Russian explorers had established themselves in southern Alaska by 1784, but the English explorer Captain James Cook is credited with first exploring and describing the Anchorage area in 1778 during his third voyage of discovery. Mistaking one of the arms of the inlet for a river, Cook named it “River Turnagain”, later renamed Turnagain Arm by a subsequent British explorer, George Vancouver. During the next hundred years Russian trading activity increased in the Inlet, and Russian cultural influence increased. Then in 1867 problems at home forced the sale of Russian America to the United States for a sum of $7,200,000.
The decade of the 1960’s began on the high note of Alaska’s attaining statehood in 1959. However, another less encouraging event dominated Anchorage’s culture during these years. On March 27th, 1964, a natural disaster of incredible proportions struck Anchorage and South-central Alaska: the Good Friday earthquake. This earthquake measured 8.6 on the Richter scale, the largest ever recorded in North America and, because Anchorage lay only 80 miles from the epicenter damage to structures ran to the hundreds of millions of dollars. Tsunamis (a very large ocean wave caused by an underwater earthquake or volcanic eruption.) Generated by the 1964 earthquake were recorded throughout the Pacific. The largest wave height for this tsunami was reported at Shoup Bay, Valdez Inlet and was 220 feet high (67 Meters.)
On September 26-27, 1971, a particularly unique moment in history occurred at Elmendorf Air Force Base, when then President Richard Nixon met with Emperor Hirohito of Japan. This remarkable meeting marked the first time in Japan’s 2,000-year-old history that their reigning monarch set foot on foreign soil.

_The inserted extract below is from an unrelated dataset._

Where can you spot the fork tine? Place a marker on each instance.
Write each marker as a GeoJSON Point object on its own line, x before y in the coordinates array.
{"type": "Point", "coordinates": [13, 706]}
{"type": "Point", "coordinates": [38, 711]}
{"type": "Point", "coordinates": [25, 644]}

The decade of the eighties was also a time of growth for Anchorage, especially for its infrastructure and quality of life. The eighties are also when Suzette Lewis made a regrettable decision and pushed the pause button on her education.
Suzette fell in love, dropped out of high school, and got married, 19 years ago. She has never regretted getting married, but she has shared that she did lament not finishing high school. Suzette and her husband Rick have two daughters, Shawna and Danielle. They are very active in “Youth With A Mission.: Youth With A Mission is an international organization that facilitates missions and community outreach programs.
Suzette set her mind and goals to finish what she started 19 years ago. She chose Citizens’ High School to help her accomplish the task. “I chose Citizens’ High School because, as an adult, it enabled me to complete my diploma requirements, work, and still spend time with my family. Completing school and earning my diploma has provide me with a wonderful sense of accomplishment and a new found confidence.” Suzette hopes to be furthering her education now with college. I am researching colleges that offer distant education programs. I hope to study Elementary Education.” Judging by this photograph, we can see why traveling to school could be an interesting challenge. Besides the safety of home, distant learning does allow you to study while you watch Grizzly bears eat of your trashcans.
We are so very proud of Suzette for never letting go of the goal. We are grateful to her for her convictions of God and family, and finally; we are thankful she chose us to help.
Ms. Suzette Lewis is Citizens’ High School
“Graduate of the Month” for May 2002.